O mico-leão-de-cara-dourada[4] ou mico-leão-da-cara-dourada[5] (nome científico: Leontopithecus chrysomelas), também referido genericamente como sagui, saguiúna ou sauim-una,[6] é um primataendêmico do Brasil pertencente à família dos cebídeos (Cebidae) e à subfamília dos calitriquíneos (Callitrichinae). Ocorre no sul da Bahia e extremo nordeste de Minas Gerais, ocupando uma área de aproximadamente 20 000 quilômetros quadrados. Entretanto, a única unidade de conservação nessa região é a Reserva Biológica de Una. Foi a primeira espécie de mico-leão a se diversificar, e portanto, é o táxon basal do gênero leontopiteco (Leontopithecus). Assim como as outras espécies de micos-leões, já foi considerado uma subespécie, sendo atualmente uma espécie distinta.
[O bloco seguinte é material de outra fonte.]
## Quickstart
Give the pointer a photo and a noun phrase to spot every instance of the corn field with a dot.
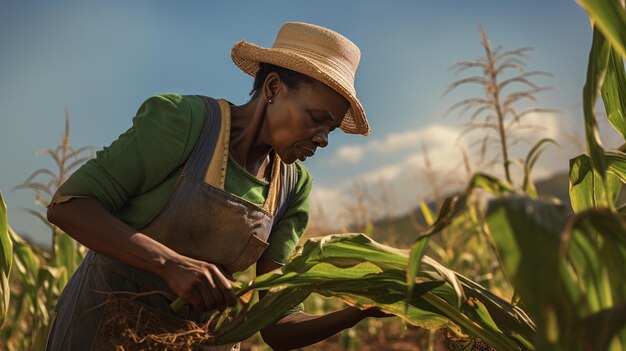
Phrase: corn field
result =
(536, 276)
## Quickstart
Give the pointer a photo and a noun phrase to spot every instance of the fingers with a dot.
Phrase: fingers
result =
(227, 291)
(204, 286)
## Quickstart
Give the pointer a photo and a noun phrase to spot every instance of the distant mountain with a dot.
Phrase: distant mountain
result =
(402, 230)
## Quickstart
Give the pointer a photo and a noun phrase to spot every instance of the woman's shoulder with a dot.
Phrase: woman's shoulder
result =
(174, 105)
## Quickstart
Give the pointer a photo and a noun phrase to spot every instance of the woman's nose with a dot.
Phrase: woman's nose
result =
(321, 138)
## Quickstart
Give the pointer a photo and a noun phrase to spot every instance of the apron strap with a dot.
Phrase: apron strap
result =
(202, 154)
(215, 172)
(212, 157)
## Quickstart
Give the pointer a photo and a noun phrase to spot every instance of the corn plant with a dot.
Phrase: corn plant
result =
(497, 115)
(37, 277)
(568, 271)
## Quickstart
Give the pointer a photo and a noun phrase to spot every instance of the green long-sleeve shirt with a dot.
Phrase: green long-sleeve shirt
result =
(134, 176)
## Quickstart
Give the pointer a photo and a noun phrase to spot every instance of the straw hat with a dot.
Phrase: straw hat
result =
(317, 52)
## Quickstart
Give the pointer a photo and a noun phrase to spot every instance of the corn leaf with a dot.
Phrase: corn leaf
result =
(610, 17)
(614, 93)
(527, 234)
(6, 259)
(596, 69)
(586, 189)
(327, 266)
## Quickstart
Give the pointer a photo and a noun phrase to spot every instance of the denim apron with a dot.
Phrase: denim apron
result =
(199, 220)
Possui um padrão de coloração da pelagem bem característica. O corpo é todo negro, com as mãos, pelos da face e ponta da cauda de cor dourada, o que lhe conferiu seu nome popular. São animais insetívoros e frugívoros e às vezes se associam ao sagui-de-wied quando buscam alimento. É uma espécie que corre considerável risco de extinção por causa de sua distribuição geográfica restrita. Entretanto, das quatro espécies de mico-leões, é a que corre menor risco de extinção e que possui a maior população em liberdade.
Etimologia
Sagui derivam do tupisa'gwi ou sa'gwĩ.[7]Saguiúna é a junção de sagui + una,[8] enquanto sauim-una é a junção de saium + una e deriva do tupisawin-úna.[9] Por fim, mico originou-se, possivelmente através do espanhol, na extinta língua cumanagota do Caribe e significa "mono de cauda longa".[10]
Taxonomia e Evolução
O mico-leão-de-cara-dourada pertence ao gênero leontopiteco (Leontopithecus), grupo monofilético da família dos cebídeos (Cebidae) e subfamília dos calitriquíneos (Callitrichinae).[2] Foi descrito e classificado por Heinrich Kuhl, em 1820.[11][1] Já houve dúvida se era de fato um mico-leão, por alguns autores do início do século XX, como Elliot (1913) e Thomas (1922).[11] O gênero leontopiteco foi proposto por Hershkovitz (1977) como monotípico, sendo o mico-leão-dourado (Leontopithecus rosalia) a única espécie: o mico-leão-de-cara-dourada era uma subespécie (L. r. chrysomelas), junto com o mico-leão-dourado (L. r. rosalia) e com o mico-leão-preto (L. r. chrysopygus).[2][12] Essa classificação foi revisada e atualmente é considerado uma espécie distinta, como as outras espécies de micos-leões.[1][2][3][13]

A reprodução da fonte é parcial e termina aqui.